А она веничком осторожно начала сметать осколки в лоток, взглядывая
на меня с беспомощной печалью, будто сделала мне больно.
«Неужели ей так дорог этот старый мой подарок, который, в сущности,
подобно каждому сувениру, был лишь символом внимания».
— Какая прелестная вещь. Ведь ты подарил ее мне, — говорила она со
слезами в голосе. — Я думаю, ты простишь мою неловкость...
«Зачем она сказала именно так? Не хотела огорчить меня? Нет, дело
не в ее неловкости. Она подумала что-то другое...»

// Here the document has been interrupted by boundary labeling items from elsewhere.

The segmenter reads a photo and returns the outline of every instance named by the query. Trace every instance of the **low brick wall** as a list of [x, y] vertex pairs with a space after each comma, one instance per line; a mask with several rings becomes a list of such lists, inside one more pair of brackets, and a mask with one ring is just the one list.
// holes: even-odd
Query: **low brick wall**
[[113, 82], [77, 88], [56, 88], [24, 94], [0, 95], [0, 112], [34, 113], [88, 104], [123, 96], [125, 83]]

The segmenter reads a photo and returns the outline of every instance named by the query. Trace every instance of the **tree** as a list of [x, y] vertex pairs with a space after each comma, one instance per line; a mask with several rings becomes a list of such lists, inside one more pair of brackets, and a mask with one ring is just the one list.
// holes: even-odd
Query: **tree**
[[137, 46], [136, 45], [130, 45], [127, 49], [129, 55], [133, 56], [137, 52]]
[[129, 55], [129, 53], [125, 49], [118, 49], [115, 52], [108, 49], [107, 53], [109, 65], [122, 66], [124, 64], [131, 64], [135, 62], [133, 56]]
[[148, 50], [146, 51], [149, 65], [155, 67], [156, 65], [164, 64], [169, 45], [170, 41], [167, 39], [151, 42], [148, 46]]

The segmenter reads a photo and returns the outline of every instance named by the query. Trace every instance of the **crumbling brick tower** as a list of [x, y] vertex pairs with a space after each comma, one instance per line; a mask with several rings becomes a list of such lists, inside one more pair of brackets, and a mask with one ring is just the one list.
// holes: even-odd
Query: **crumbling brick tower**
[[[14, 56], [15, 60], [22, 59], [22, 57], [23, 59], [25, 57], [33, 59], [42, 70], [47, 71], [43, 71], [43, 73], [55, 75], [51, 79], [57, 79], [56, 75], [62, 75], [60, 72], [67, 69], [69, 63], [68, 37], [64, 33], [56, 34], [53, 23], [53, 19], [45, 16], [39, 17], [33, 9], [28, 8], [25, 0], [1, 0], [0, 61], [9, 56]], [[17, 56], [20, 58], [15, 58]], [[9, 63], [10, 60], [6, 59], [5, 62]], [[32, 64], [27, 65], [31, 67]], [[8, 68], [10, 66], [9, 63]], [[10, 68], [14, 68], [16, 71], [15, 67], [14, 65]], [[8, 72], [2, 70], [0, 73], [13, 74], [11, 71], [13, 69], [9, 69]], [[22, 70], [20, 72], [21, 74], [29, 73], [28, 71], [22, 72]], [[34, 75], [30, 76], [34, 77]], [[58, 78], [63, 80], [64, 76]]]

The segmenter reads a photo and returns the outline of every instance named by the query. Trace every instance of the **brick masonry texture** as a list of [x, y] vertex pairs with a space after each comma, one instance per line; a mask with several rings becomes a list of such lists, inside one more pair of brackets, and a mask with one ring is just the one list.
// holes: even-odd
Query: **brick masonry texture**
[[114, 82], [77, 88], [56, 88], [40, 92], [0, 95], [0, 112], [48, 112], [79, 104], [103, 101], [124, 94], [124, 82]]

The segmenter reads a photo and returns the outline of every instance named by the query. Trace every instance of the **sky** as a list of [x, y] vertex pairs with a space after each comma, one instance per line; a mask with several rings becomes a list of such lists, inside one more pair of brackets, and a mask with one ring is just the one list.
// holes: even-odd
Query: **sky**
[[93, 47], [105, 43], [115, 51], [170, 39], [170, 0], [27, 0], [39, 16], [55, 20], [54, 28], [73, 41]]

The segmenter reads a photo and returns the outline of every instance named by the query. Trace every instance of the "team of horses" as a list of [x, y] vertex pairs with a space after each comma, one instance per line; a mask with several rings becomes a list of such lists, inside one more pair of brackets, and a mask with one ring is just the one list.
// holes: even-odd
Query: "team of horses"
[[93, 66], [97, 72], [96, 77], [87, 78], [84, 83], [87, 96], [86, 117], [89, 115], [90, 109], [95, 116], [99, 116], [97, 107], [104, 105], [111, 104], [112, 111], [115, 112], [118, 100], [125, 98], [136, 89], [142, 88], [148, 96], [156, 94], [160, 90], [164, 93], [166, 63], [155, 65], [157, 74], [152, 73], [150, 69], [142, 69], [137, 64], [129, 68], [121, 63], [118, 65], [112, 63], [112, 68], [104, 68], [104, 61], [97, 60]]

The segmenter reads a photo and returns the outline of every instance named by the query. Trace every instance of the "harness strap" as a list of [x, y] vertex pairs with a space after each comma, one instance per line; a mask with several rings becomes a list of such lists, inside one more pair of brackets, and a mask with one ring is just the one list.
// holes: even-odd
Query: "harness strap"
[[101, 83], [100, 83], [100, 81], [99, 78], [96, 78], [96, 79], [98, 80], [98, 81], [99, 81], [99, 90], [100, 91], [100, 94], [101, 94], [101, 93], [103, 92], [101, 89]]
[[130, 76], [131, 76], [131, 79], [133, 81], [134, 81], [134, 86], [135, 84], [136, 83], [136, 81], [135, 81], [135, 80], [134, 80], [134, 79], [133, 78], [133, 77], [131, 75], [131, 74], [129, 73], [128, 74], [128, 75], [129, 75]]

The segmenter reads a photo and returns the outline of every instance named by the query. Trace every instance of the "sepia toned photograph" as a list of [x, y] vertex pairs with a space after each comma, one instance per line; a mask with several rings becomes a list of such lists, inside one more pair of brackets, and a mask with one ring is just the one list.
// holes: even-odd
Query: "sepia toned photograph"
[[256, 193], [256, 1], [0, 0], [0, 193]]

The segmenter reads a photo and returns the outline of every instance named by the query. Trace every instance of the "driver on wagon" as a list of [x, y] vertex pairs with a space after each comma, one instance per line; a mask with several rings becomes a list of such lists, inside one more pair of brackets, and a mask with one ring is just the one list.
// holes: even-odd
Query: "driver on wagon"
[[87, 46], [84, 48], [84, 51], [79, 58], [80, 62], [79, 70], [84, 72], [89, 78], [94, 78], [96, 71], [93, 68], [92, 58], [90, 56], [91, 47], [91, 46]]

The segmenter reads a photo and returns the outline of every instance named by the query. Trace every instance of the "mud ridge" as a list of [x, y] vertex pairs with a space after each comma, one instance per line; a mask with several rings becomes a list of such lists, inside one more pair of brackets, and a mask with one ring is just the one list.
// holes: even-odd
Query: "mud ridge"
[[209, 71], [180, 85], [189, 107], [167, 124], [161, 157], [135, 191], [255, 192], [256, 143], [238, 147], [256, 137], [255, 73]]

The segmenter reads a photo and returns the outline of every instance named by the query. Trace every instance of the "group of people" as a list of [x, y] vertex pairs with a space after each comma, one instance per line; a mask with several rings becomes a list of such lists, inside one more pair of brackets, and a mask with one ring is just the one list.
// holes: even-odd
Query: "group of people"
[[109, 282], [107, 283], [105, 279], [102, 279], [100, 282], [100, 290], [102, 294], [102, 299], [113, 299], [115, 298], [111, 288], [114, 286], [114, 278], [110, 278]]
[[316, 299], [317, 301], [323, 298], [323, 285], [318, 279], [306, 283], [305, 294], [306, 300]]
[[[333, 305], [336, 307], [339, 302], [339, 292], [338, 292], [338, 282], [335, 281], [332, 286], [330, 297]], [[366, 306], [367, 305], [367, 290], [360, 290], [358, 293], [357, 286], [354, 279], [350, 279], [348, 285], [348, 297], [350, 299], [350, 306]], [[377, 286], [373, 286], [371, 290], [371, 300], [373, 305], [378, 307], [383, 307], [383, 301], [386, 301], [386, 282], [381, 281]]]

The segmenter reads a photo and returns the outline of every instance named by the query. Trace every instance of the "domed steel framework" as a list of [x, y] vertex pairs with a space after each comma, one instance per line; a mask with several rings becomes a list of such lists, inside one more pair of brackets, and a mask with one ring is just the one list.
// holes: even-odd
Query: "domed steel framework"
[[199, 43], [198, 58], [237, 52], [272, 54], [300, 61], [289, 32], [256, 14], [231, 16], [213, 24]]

Я с предосторожностью освободил из ее руки веник, поставил его в угол,
обнял за хрупкие плечи и посадил ее, легонькую, послушную, рядом с
собой на диван, прижимаясь с горькой тоской к ее слабенькому родному
виску, к ее седым, все еще мягким волосам, чувствуя, что не могу проглотить
комок в горле от ее какого-то молящего взгляда ощущающей свою старость
женщины.
— Милая, — говорил я, целуя ее волосы. — Нам ни о чем не стоит жалеть
— ни об этих часах, ни о картинах, ни об всех этих дорогих безделушках...
Все это пустяки, все это никчемная декорация, пустота... Я даже почти
забыл некоторые хорошие дома, которые построил... Лучшее, что у меня
есть... что осталось у меня, — это ты, незабвенная, единственная моя...
— Хороший мой, самый хороший... Ты знаешь, о чем я вспомнила? — спросила
она шепотом. — О том крыльце, о весеннем дождике. И тебя... совсем
молодым...
Он сдержался, чтобы не закричать.
«В один и тот же день они вспомнили о той весне, о том крыльце?»
Они сидели на диване, обнявшись, два существа, проживших вместе долгую
жизнь, полуголодную, сытую, обласканную успехами и общим уважением,
рождением детей, давно забывших родную кровь, разлетевшихся в поисках
счастья в разные концы мира; оба пережили измену друзей, жестокую
зависть, но вся эта прошлая и особенно прожитая в течение последних
пятнадцати лет жизнь в какой-то незаметный срок спрессовалась в один
затуманенный, бессмысленный, серый день.
«Господи, — молился я про себя. — Как бы я ни прожил свою жизнь, благодарю
тебя, милосердный, за благословенные мгновения моей молодости. Все-таки
она была...»
За окном тихо падали, касаясь друг друга, листья, усыпая крышу мансарды,
нагие сучья оголенного сада. И вдруг далекий, милый, незабвенный голос
дошел до меня с прощальной тоской вечной весны:
— Ты меня жалеешь, да? Обними меня крепче. Я люблю тебя.